PeptideAtlas Adds Millions of Microproteins to Human Proteome

Researchers have significantly expanded the known human proteome by identifying millions of novel microproteins and peptideins, thanks to advanced mass spectrometry techniques and the comprehensive PeptideAtlas database. This discovery, detailed in a recent study, effectively adds a vast new layer to our understanding of human biology and disease.

The updated Human PeptideAtlas database, version 2023-06, now incorporates data from 295 ProteomeXchange datasets, encompassing 1.17 billion MS/MS spectra. These spectra were analyzed using the MSFragger software, with search parameters tailored to each specific dataset. The analysis focused on a 2023-02 THISP level 4 database, which includes over 7,000 open reading frames (ORFs) identified through ribosome profiling, alongside other potentially translatable sequences. Generic artifactual modifications like methionine oxidation and N-terminal acetylation were considered, along with semi-tryptic settings to maximize peptide identification.

Statistical validation for each experiment was rigorously conducted using the Trans-Proteomic Pipeline (TPP), including tools like PeptideProphet and iProphet. Results were then mapped to the human proteome and genome using ProteoMapper and the ENSEMBL toolkit. Supplementary Table 15 provides detailed false discovery rate (FDR) metrics at various levels, including PSM, peptide, and protein, for the core proteome and newly identified sequences, many of which are putative ncORFs (non-coding open reading frames).
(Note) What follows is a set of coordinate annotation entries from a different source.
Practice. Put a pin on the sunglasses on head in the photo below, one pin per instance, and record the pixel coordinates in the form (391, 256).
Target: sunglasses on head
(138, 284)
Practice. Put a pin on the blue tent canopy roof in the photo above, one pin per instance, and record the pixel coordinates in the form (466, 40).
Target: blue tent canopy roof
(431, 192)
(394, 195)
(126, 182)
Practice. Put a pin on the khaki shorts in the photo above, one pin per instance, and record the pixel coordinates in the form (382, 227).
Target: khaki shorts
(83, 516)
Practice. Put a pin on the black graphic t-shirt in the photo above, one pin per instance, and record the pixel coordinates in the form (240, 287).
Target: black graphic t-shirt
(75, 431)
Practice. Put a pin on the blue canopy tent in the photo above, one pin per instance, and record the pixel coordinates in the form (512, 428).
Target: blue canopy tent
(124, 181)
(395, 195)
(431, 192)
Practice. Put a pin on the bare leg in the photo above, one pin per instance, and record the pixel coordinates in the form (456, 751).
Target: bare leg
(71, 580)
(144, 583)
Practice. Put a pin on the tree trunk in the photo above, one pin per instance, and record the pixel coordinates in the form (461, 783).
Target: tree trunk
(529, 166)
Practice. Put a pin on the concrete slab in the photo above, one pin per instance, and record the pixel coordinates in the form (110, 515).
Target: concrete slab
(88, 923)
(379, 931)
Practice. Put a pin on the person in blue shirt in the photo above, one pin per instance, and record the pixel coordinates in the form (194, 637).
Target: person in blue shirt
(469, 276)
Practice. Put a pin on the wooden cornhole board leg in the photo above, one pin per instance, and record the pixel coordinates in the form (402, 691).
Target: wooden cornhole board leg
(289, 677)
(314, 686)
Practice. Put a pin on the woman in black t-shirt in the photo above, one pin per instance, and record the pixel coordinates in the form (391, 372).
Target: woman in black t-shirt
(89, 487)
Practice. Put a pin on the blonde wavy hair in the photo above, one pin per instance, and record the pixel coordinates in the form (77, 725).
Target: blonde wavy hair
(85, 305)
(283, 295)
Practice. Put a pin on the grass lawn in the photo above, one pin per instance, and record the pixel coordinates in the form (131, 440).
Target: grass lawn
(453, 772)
Unveiling the 'Dark Proteome'

A parallel effort focused on the Human HLA PeptideAtlas, adding 240 million MS/MS spectra from 9,776 runs. This build, using a no-enzyme search mode, identified numerous peptides that do not conform to traditional tryptic fragmentation patterns. To estimate the accuracy of ncORF detections, researchers employed a target-decoy entrapment approach. This method involves creating scrambled decoy protein sequences at a 1:1 ratio with target sequences, allowing the system to estimate false positive identifications. While not perfect, this technique is widely accepted as a standard in the field for ensuring the reliability of novel peptide identifications.

The integration of these millions of microproteins and peptideins significantly broadens the scope of the human proteome, often referred to as the 'dark proteome' due to the vast number of proteins previously undetected or uncharacterized. These smaller protein fragments, sometimes overlooked in traditional proteomic studies, can play crucial roles in cellular signaling, regulation, and disease pathogenesis. Understanding their functions is vital for developing new diagnostic and therapeutic strategies.

Proteins identified in the PeptideAtlas are categorized based on the strength of evidence. Canonical proteins require at least two unique, non-nested peptides of a minimum length, covering a substantial amino acid sequence. Non-core canonical proteins meet these criteria but map outside the standard core proteome. The database also includes categories for marginally distinguished, weakly supported, and indistinguishable proteins, reflecting varying levels of evidence. For integration with Human Proteome Project (HPP) metrics, only entries linked to the ~20,000 neXtProt or UniProtKB/Swiss-Prot protein-coding genes can achieve canonical status.

Despite extensive efforts to minimize errors, the database acknowledges the presence of some false positives, particularly among detections mapping to proteins unlikely to be observed. To address this, a manual inspection process was implemented for peptides corresponding to ncORFs. These were categorized as 'excellent,' 'good,' 'false positive,' 'close but false positive,' or 'low information,' providing a qualitative assessment of the identification's reliability. The best peptide-spectrum match for each is available via Universal Spectrum Identifiers (USI) for online viewing, ensuring transparency and enabling further validation by the scientific community.